Il rappelle en effet que cette exigence essentielle interdit qu’un juge appelé à prononcer sur la culpabilité d’un prévenu ait, antérieurement dans la procédure, déjà eu à se prononcer sur cet aspect. Il en résulte la conséquence suivante, prévue à l’article 137-1, alinéa 3, du code de procédure pénale : le juge de la liberté et de la détention ne peut pas participer au jugement des affaires pénales dont il a été en charge en cette qualité.
Or, en l’espèce, un juge des libertés et de la détention avait été amené à statuer à plusieurs reprises dans une procédure relative à des extorsions de fonds imputées à des placiers au sein d’un marché. Ce même magistrat est ensuite intervenu au sein de la cour d’appel, alors appelée à statuer au fond sur la culpabilité du requérant du chef de subornation de témoin. Devant cette juridiction, il était reproché à l’intéressé d’être intervenu pour qu’un commerçant ayant dénoncé les extorsions revienne sur son témoignage. Pour le requérant, il n’y a pas de doute possible : les interventions successives de ce même magistrat au sein de la procédure sont une cause de nullité.

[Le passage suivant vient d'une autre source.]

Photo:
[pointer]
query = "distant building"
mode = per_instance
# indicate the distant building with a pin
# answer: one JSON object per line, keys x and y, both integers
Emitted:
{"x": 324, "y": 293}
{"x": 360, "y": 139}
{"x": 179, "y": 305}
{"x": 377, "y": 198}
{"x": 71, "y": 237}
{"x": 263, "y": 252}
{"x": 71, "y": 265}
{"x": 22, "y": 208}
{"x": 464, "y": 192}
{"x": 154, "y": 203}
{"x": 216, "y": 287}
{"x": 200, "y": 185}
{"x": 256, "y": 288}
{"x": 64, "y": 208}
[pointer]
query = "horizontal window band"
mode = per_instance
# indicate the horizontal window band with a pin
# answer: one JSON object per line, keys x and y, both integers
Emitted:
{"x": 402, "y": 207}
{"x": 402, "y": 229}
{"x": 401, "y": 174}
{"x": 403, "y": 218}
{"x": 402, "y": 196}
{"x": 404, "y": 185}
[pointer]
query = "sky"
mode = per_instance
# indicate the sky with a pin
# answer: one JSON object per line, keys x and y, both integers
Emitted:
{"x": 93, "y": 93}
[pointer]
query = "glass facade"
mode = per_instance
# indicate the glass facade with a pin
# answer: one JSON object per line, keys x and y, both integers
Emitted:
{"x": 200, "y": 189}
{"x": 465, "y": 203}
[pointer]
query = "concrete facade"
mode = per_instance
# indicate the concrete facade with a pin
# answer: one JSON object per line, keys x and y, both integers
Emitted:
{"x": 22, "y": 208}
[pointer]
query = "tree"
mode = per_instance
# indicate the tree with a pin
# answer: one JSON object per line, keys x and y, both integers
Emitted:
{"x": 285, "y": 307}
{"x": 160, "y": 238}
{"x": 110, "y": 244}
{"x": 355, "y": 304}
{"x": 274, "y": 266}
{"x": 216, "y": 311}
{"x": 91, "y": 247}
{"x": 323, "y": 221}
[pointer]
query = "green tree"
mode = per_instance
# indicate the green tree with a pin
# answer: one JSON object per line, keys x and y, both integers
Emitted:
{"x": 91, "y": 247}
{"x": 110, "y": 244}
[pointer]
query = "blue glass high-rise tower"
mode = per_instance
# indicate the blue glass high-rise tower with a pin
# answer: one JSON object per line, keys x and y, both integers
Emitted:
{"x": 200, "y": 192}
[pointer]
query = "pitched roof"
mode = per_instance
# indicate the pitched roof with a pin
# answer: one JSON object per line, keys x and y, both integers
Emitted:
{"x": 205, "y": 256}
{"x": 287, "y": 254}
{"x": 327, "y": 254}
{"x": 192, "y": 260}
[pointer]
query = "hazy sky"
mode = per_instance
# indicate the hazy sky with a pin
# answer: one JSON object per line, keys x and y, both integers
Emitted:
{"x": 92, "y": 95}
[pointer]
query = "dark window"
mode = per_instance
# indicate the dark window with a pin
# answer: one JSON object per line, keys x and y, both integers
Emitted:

Sans réelle surprise, le juge des libertés et de la détention ne pouvant, à peine de nullité, participer au jugement des affaires pénales dont il a connu, la chambre criminelle partage son interprétation de l’article 137-1, alinéa 3, du code de procédure pénale. Pragmatiques, les Hauts magistrats constatent que ce magistrat, qui était d’abord intervenu dans la procédure en qualité de juge des libertés et de la détention, à propos de la détention provisoire d’autres personnes concernées par l’information, est ensuite intervenu devant la cour d’appel en qualité d’assesseur pour se prononcer sur la culpabilité du requérant du chef de subornation de témoin. Pour la chambre criminelle, cette situation contrevient au principe posé par l’article 137-1, alinéa 3, du code de procédure pénale. Particularité notable de cette affaire, en cause d’appel, les personnes à propos desquelles ce magistrat s’était prononcé en sa qualité de juge des libertés et de la détention n’étaient pas présentes. Cela n’a cependant pas empêché la chambre criminelle, par cet arrêt de cassation, de réaffirmer son solide attachement à l’article 137-1, alinéa 3, du code de procédure pénale.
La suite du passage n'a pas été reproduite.